Pose de la première pierre du projet Athenza en présence de la ministre de l'Agriculture
Limagrain
En déplacement en Auvergne la semaine dernière, Annie Genevard, ministre de l’Agriculture, de l’Agro-alimentaire et de la Souveraineté alimentaire, a visité le site agro-industriel de Limagrain à Ennezat.
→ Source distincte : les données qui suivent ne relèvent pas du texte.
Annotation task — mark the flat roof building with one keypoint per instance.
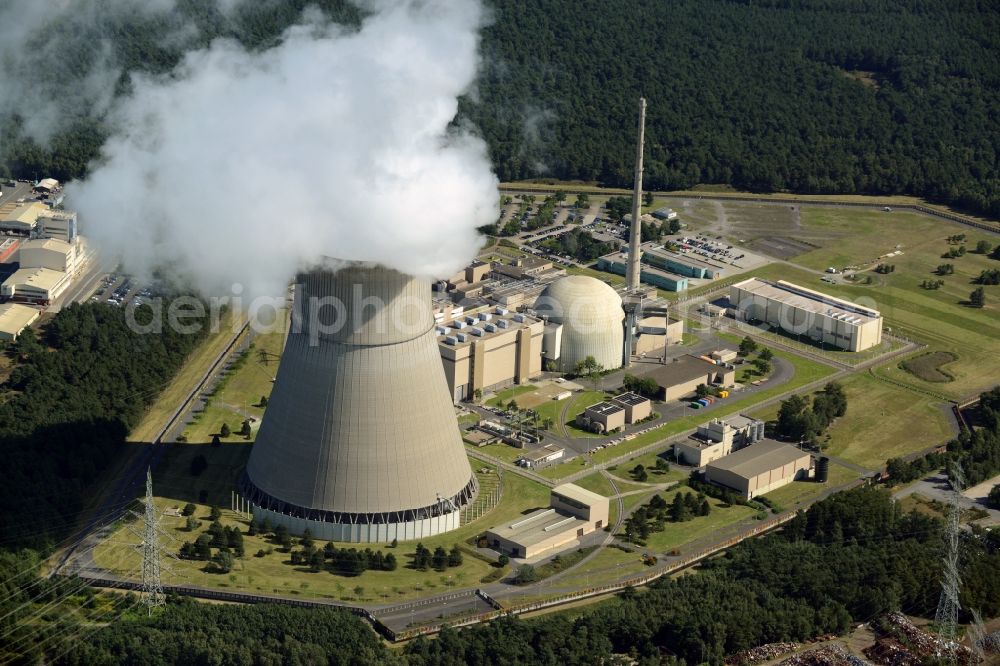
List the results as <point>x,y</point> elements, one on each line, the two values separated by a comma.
<point>718,438</point>
<point>681,376</point>
<point>573,513</point>
<point>760,468</point>
<point>489,351</point>
<point>14,318</point>
<point>603,417</point>
<point>35,285</point>
<point>801,311</point>
<point>22,217</point>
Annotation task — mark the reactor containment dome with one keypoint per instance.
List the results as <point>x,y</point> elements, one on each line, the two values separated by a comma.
<point>360,441</point>
<point>591,316</point>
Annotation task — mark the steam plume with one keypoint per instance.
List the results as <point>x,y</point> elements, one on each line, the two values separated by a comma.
<point>243,167</point>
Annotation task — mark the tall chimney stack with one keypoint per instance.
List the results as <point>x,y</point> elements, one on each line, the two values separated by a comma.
<point>634,255</point>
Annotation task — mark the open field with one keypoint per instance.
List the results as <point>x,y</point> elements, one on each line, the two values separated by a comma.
<point>883,421</point>
<point>177,390</point>
<point>806,371</point>
<point>933,317</point>
<point>675,535</point>
<point>272,573</point>
<point>930,366</point>
<point>237,396</point>
<point>797,493</point>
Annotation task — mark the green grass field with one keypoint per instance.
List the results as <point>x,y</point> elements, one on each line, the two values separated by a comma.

Une visite hautement symbolique, marquée par l’annonce d’un plan d’investissement massif de 200 millions d’euros d’ici 2033, au cœur d’un contexte de fragilisation inédite de l’appareil agricole français.
Quelques semaines après le lancement du Grand Réveil alimentaire et des Conférences de la souveraineté alimentaire, la ministre a rappelé « un constat sans appel » : premier déficit commercial agricole depuis 50 ans, dépendance croissante aux importations et fortes tensions géopolitiques liées à la guerre en Ukraine, aux droits de douane américains et aux taxes chinoises. « L’alimentation est un enjeu de souveraineté pour les Français, au même titre que la défense », a-t-elle insisté.
Dans ce contexte, Limagrain veut se positionner comme un acteur stratégique. La coopérative agricole internationale installée dans le Puy-de-Dôme, accélère la transformation de son usine historique d’Ennezat, dédiée aux semences de grandes cultures (blé, maïs, tournesol) et à la transformation des grains. Mise en service au début des années 1970, l’installation entre dans une nouvelle ère industrielle.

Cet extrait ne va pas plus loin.